Il faut savoir que la révolution néolibérale est planétaire et qu'elle est dirigée par le milieu des affaires. La nouvelle droite n'a plus rien à voir avec l'ancienne. Le néolibéralisme ressemble à maints égards au fascisme. Son principal objectif est de détruire l'État-Providence et de le remplacer par une dictature. La nouvelle droite se moque du développement économique, de l'emploi, de la sécurité sociale et de la paix dans le monde. Les néolibéraux estiment que l'entrepreneur est un animal autonome, agissant sans l'appui de la société, comme s'il n'avait jamais eu de parents, de culture, ni de relations pour se déifier, tandis qu'il réifie les classes sociales inférieures.
Ridicule solidarité
Selon les néolibéraux, la société ne garantit pas les libertés individuelles. Elle ne sert qu'à enrichir les mieux nantis. La solidarité consiste en une chose ridicule, les problèmes sociaux, en une illusion. Seules les inégalités naturelles demeurent vraies. Les patrons, ces surhommes autocréés comme dans la mythologie pharaonique égyptienne sont plus talentueux que la moyenne, parce qu'ils travaillent énormément, non parce qu'il s'agit fréquemment de fils à papa. Les chômeurs, ces ignorants paresseux devraient se chercher un emploi à tout prix, se suicider, ou se tuer à l'ouvrage pour un salaire de misère, au lieu de ternir l'image du gouvernement. La belle affaire!
La vérité, c'est que du berceau à la tombe, la société est responsable de tout. Elle conditionne la morale, les lois, l'éducation, etc. On ne choisit pas sa famille, ni sa langue maternelle, ni son territoire, ni sa culture. C'est surtout à l'âge adulte que nous faisons des choix rationnels modifiant notre personnalité et notre trajectoire sociale.
Un idiot rationnel et prévisible
Les néolibéraux ne sont responsables de rien ni de personne. Ils affirment que les perdants doivent assumer leurs choix. La rationalité néolibérale est réductrice, elle fait de l'Homme, un homo oeconomicus, c'est-à-dire un idiot rationnel et prévisible. Ceux qui n'ont pas la fibre génétique entrepreneuriale sont voués à l'échec. Ce sont les lois incontournables de l'évolution et de la sélection naturelle qui commandent la guerre de tous contre tous, la compétition entre prédateurs. La logique néolibérale justifie les conflits, la torture et l'agressivité, parce que les moteurs de l'histoire sont la compétition économique entre les nations et la répression. Il ne faut donc point s'étonner si la lutte économique mondiale produit quelques terroristes. Qu'en est-il alors de la faculté de penser qui façonne les relations humaines et sociétales?

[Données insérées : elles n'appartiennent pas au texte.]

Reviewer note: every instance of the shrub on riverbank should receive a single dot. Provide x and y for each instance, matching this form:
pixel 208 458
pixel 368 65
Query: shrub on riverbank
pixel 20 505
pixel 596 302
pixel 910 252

Messieurs les exploiteurs, sachez que nous ne troquerons guère nos acquis sociaux contre des frites et du «baloney», même si vos politiques renforcent l'identité ethnique et religieuse, incitant la population à se réfugier dans le communautarisme, l'intégrisme et le différentialisme exacerbé. L'État-gendarme peut toujours sévir. Nous ne cèderons pas au chantage des financiers, car nous sommes écoeurés des risques collectifs et des profits privés.
Tant qu'à travailler pour une bouchée de pain, autant le faire dignement en toute solidarité. Mettre de la pression sur quelques rebelles ou déviants, c'est stratégique, mais sur la majorité des citoyens, c'est révolutionnaire. Comme il n'y a plus de différences idéologiques notables entre l'ADQ, le PQ et le PLQ (ces partis sont somme toute analogues une fois parvenus au pouvoir), et que la révolution culturelle du ministre Bachand, assortie d'un budget, repose sur une démocratie en déroute, une révolution démocratique et pacifique s'impose. (Ces propos s'inspirent de l'ouvrage de Jacques Généreux, Pourquoi la droite est dangereuse, 2007).